A Domain Adaptive Person Re-Identification Based on Dual Attention Mechanism and Camstyle Transfer
Chengyan Zhong,
Guanqiu Qi,
Neal Mazur,
Sarbani Banerjee,
Devanshi Malaviya,
Gang Hu
Affiliations
Chengyan Zhong
Key Laboratory of Industrial Internet of Things and Networked Control, Ministry of Education, College of Automation, Chongqing University of Posts and Telecommunications, Chongqing 400065, China
Guanqiu Qi
Computer Information Systems Department, State University of New York at Buffalo State, Buffalo, NY 14222, USA
Neal Mazur
Computer Information Systems Department, State University of New York at Buffalo State, Buffalo, NY 14222, USA
Sarbani Banerjee
Computer Information Systems Department, State University of New York at Buffalo State, Buffalo, NY 14222, USA
Devanshi Malaviya
Computer Information Systems Department, State University of New York at Buffalo State, Buffalo, NY 14222, USA
Gang Hu
Computer Information Systems Department, State University of New York at Buffalo State, Buffalo, NY 14222, USA
Due to the variation in the image capturing process, the difference between source and target sets causes a challenge in unsupervised domain adaptation (UDA) on person re-identification (re-ID).

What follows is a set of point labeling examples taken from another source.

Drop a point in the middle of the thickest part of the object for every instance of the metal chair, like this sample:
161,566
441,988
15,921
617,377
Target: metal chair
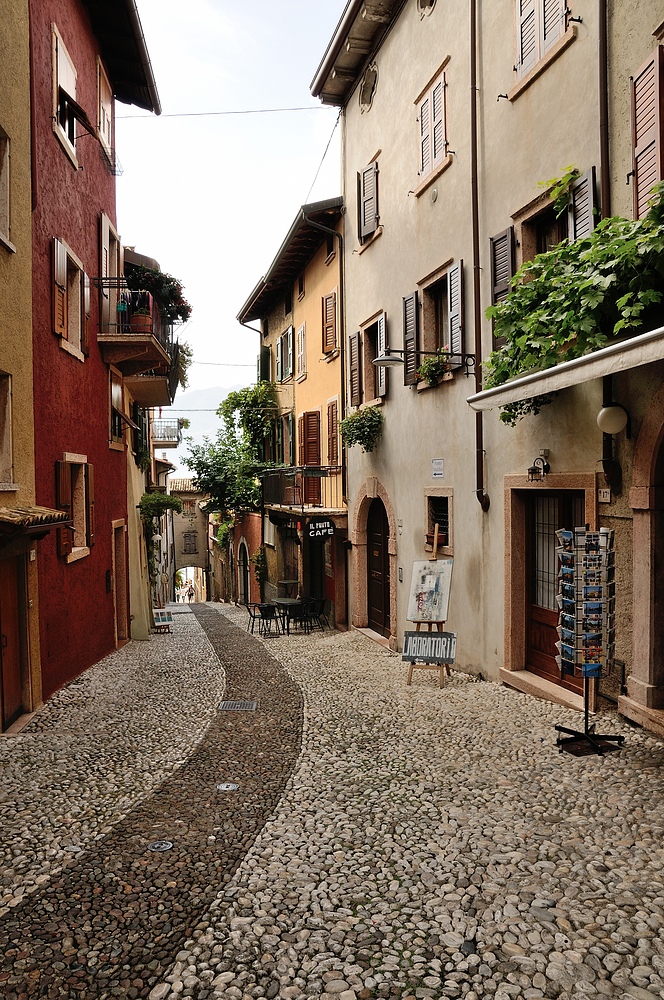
269,623
254,616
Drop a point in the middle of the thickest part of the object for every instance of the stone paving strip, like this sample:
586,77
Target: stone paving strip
436,844
111,921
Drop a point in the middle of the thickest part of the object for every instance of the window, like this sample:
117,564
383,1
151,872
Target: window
367,201
442,326
71,300
4,186
647,90
6,461
431,124
74,488
333,433
539,25
104,111
117,409
285,355
329,322
367,382
190,542
301,351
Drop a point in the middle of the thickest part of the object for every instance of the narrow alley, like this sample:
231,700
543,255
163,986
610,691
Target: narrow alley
382,840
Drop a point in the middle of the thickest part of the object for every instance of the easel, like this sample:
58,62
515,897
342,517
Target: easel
431,627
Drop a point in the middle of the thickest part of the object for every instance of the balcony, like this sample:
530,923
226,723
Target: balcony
166,433
133,334
304,488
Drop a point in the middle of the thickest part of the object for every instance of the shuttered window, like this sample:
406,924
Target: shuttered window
647,92
455,316
332,433
431,117
329,322
301,351
367,189
410,339
582,214
539,25
354,369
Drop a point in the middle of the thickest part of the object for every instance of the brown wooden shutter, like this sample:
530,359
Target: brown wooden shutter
527,35
381,343
85,318
410,344
368,201
329,322
354,372
647,90
581,213
455,311
90,502
502,264
63,502
59,289
332,434
300,440
553,22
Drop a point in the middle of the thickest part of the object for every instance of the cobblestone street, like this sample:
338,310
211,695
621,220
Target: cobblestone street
383,841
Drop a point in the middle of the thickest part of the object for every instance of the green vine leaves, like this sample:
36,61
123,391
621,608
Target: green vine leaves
578,296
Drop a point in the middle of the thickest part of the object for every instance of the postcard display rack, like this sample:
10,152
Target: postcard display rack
586,598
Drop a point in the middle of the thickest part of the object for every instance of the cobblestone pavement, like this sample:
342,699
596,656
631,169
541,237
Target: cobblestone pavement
424,843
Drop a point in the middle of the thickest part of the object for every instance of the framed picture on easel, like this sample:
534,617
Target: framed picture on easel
430,591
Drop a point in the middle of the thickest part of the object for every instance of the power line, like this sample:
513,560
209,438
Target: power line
217,114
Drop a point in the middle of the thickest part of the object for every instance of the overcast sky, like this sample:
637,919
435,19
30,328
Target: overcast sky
211,197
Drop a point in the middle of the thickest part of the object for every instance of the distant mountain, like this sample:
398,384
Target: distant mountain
198,406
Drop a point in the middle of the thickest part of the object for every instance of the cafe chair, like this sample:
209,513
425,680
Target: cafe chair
269,620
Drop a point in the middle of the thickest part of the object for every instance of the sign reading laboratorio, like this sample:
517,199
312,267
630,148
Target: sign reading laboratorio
320,528
429,647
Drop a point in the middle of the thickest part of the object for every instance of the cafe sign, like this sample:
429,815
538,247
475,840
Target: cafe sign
429,647
321,528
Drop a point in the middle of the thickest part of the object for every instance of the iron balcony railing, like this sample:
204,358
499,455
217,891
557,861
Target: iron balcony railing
303,487
127,313
166,433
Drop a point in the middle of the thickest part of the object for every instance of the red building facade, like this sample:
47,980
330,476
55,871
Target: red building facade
81,55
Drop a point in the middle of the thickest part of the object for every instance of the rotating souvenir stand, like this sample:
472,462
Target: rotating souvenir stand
438,626
586,598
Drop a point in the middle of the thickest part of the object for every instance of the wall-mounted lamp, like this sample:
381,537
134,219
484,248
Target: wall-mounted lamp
538,469
394,358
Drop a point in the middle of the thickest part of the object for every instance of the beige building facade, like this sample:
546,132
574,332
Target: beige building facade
454,122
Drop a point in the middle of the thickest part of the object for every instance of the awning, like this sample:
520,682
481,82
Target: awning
642,350
31,520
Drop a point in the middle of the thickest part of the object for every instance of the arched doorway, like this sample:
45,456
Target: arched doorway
243,573
378,568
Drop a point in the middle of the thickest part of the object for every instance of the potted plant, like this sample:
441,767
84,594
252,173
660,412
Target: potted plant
363,427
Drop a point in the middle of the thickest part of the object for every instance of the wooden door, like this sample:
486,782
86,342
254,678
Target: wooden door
547,512
10,642
378,568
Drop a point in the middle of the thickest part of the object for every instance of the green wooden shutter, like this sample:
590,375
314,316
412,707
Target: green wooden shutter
354,373
410,344
581,213
455,316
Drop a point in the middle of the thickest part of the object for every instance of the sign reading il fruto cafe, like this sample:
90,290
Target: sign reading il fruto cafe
320,528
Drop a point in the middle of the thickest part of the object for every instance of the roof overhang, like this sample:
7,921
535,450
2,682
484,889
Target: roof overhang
362,27
298,248
622,356
117,28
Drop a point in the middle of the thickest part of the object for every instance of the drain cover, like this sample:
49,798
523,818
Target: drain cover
160,845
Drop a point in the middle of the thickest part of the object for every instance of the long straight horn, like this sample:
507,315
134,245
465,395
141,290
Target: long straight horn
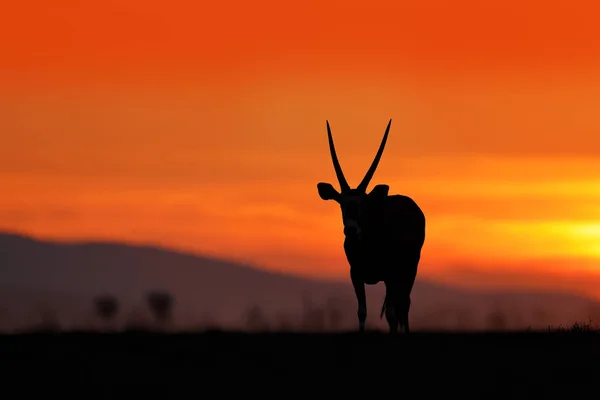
336,164
365,182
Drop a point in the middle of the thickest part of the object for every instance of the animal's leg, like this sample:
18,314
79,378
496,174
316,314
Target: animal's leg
359,289
404,305
391,316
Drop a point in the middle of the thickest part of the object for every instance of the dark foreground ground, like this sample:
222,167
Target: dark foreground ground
215,364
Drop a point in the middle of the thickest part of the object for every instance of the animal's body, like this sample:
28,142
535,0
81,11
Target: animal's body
384,235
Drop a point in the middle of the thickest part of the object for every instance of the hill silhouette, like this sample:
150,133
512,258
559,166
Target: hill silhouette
41,276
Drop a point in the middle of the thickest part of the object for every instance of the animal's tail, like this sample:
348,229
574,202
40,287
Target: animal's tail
383,307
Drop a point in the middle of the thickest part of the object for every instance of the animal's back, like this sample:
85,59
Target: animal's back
393,240
400,221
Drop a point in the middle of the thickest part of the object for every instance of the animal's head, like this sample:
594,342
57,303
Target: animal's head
354,203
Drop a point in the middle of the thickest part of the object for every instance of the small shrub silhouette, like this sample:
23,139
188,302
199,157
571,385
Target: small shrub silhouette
107,308
496,321
161,305
255,319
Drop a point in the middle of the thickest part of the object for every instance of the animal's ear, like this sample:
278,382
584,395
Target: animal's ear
380,191
327,191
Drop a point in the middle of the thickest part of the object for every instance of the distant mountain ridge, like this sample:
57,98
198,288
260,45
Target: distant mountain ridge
205,287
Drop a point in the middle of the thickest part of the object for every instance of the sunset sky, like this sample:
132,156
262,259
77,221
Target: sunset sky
201,126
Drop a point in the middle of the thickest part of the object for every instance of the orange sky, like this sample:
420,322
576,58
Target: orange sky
202,127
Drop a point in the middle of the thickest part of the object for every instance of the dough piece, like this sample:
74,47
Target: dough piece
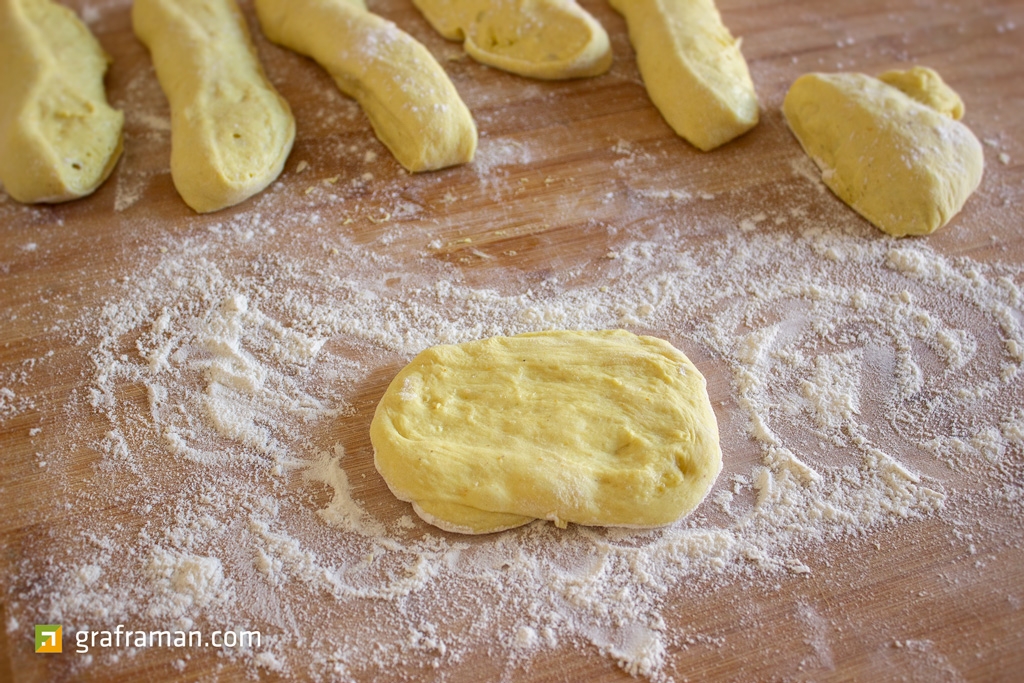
927,87
58,137
230,131
598,428
412,104
546,39
693,70
902,165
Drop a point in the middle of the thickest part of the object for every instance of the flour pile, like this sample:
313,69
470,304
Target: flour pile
242,384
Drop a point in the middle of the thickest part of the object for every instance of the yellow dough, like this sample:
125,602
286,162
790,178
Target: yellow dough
230,131
692,68
598,428
58,137
546,39
412,104
927,87
905,167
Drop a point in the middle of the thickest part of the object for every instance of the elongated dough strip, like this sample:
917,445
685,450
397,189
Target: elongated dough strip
412,104
230,131
546,39
692,68
58,137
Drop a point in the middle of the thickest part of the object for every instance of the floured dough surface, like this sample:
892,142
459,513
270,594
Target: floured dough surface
692,69
597,428
546,39
58,137
230,131
894,153
410,100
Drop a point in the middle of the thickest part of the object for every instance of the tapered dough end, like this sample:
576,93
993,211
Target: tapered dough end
905,167
412,104
693,69
59,139
230,130
548,39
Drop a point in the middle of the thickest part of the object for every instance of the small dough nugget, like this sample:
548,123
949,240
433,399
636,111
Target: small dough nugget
58,137
692,68
598,428
412,103
544,39
904,166
230,131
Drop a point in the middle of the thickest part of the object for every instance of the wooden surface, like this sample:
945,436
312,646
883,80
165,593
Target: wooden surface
554,212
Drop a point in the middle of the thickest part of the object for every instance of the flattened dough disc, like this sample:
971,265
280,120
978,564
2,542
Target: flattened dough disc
598,428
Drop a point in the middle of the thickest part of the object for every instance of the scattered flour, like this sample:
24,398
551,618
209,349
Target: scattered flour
242,384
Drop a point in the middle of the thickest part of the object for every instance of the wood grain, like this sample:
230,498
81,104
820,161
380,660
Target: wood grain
553,207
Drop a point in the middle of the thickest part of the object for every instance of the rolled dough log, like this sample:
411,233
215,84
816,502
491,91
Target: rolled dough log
58,137
597,428
545,39
412,104
230,131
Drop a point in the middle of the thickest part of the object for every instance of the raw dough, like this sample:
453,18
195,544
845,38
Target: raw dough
547,39
599,428
927,87
58,137
905,167
412,104
230,131
692,68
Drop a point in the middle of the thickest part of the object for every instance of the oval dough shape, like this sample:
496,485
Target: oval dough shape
692,69
598,428
410,100
544,39
58,137
230,131
902,165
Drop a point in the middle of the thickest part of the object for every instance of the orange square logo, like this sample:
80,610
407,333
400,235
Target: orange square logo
49,638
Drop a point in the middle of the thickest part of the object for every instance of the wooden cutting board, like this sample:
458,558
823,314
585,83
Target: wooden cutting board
546,199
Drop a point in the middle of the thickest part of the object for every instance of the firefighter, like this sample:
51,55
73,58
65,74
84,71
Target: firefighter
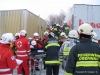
51,47
38,46
84,57
94,37
65,28
23,52
7,59
73,37
12,47
17,35
56,30
43,40
64,49
45,37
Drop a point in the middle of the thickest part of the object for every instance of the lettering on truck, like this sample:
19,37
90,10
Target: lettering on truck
94,25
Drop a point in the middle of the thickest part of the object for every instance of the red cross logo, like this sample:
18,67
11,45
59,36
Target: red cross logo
19,44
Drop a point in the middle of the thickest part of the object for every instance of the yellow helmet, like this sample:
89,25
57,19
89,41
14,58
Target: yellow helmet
46,33
73,34
94,35
63,35
85,29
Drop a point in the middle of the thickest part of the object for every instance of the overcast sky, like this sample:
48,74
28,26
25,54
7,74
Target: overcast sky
43,7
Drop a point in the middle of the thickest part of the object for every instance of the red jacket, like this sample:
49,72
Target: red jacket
23,48
7,60
38,45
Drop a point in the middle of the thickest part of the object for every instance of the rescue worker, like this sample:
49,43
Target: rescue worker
84,57
43,40
65,28
56,30
64,49
12,47
73,37
51,47
38,46
63,38
45,37
99,42
94,37
23,52
17,35
7,59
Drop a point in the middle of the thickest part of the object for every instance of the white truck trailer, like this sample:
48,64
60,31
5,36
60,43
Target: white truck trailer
82,13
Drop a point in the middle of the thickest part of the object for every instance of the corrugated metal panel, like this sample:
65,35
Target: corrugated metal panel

Given a labeled source training set and an unlabeled target training set, this paper focuses on improving the generalization ability of the re-ID model on the target testing set. The proposed method enforces two properties at the same time: (1) camera invariance is achieved through the positive learning formed by unlabeled target images and their camera style transfer counterparts; and (2) the robustness of the backbone network feature extraction is improved, and the accuracy of feature extraction is enhanced by adding a position-channel dual attention mechanism. The proposed network model uses a classic dual-stream network. Comparative experimental results on three public benchmarks prove the superiority of the proposed method.